In a pandas df, trying to regularize every incidence of the term 'Heb' to "HEB"
In a pandas df, trying to regularize every incidence of the term 'Heb' to "HEB"
using sidetable, I tried this and it worked.
(df['Description'].str.contains('H-E-B', case=False, regex=False), 'HEB'),
but then I tried this and it didn't work.
(df['Description'].str.contains(['HEB', 'H-E-B', 'Heb online' ], case=False, regex=False), 'HEB'),
Error message reads:"AttributeError: 'list' object has no attribute 'upper'"
Would expect Input:
Description | Amount |
---|---|
HEB | 100.00 |
HEB#123 | 100.00 |
HEB online | 100.00 |
H-E-B Gas | 100.00 |
Heb Carwash | 100.00 |
Output:
Description | Amount |
---|---|
HEB | 100.00 |
HEB | 100.00 |
HEB | 100.00 |
HEB | 100.00 |
HEB | 100.00 |
The str.contains()
method expects a string and you are giving it a list of strings instead, that's why you are getting the AttributeError.

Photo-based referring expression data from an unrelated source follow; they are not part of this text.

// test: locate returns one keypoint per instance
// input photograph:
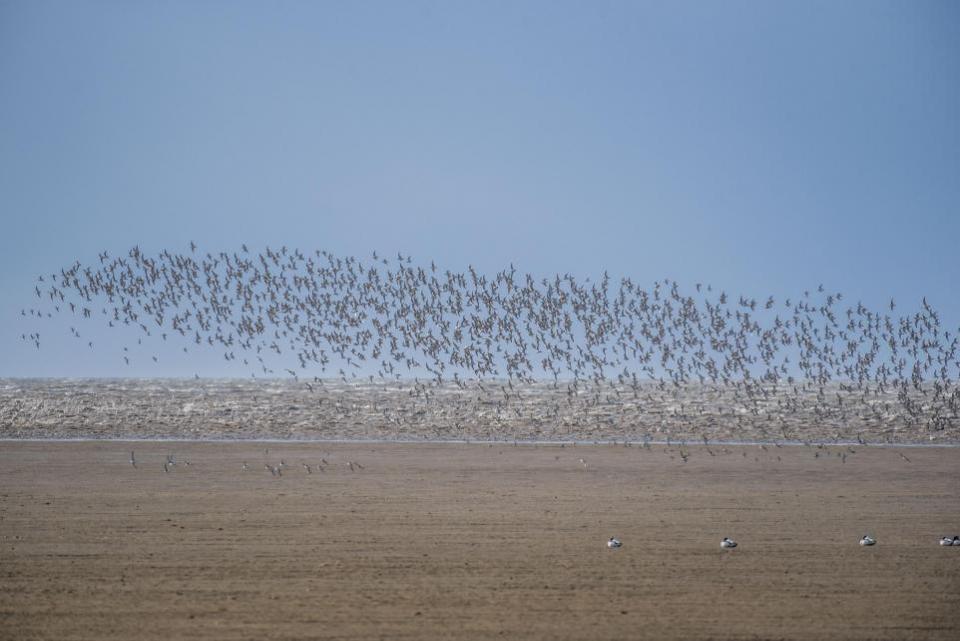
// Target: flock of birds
(391, 319)
(866, 540)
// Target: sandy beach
(475, 541)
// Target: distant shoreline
(478, 442)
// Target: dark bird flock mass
(591, 343)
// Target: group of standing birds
(392, 319)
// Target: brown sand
(475, 542)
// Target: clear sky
(764, 147)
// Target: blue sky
(765, 147)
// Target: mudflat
(476, 541)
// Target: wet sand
(475, 542)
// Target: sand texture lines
(473, 542)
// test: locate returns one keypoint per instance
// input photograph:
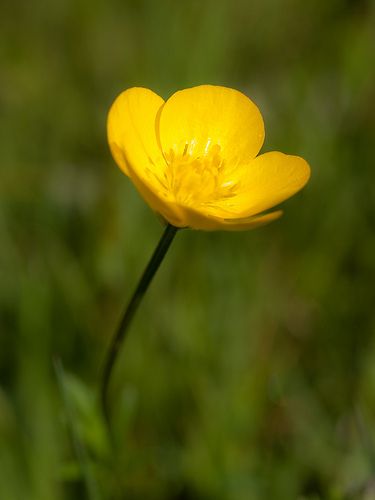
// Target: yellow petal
(265, 182)
(198, 220)
(133, 142)
(194, 120)
(131, 129)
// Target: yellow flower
(193, 158)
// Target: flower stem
(117, 340)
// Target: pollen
(196, 179)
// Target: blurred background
(249, 372)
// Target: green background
(249, 372)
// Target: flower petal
(198, 220)
(196, 119)
(131, 129)
(133, 142)
(265, 182)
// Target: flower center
(198, 179)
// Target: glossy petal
(198, 220)
(194, 120)
(265, 182)
(132, 139)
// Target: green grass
(249, 371)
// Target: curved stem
(117, 340)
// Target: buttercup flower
(193, 158)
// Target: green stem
(117, 340)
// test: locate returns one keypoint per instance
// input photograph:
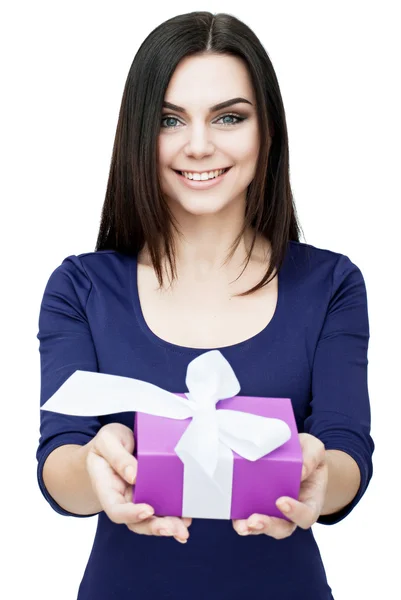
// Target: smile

To replace all descriptions that contain some variation of 'Heb'
with 'HEB'
you can create a list that contains all expected variations, then loop over the rows of your dataframe and compare the description with your variations:
import pandas as pd
# Sample DataFrame
data = {'Description': ['HEB', 'HEB#123', 'HEB online', 'H-E-B Gas', 'Heb Carwash'],
'Amount': [100.00, 100.00, 100.00, 100.00, 100.00]}
df = pd.DataFrame(data)
patterns = ['HEB', 'H-E-B', 'Heb' ]
for index, row in df.iterrows():
for pattern in patterns:
if pattern in df.at[index, 'Description']:
df.at[index, 'Description'] = 'HEB'
print(df)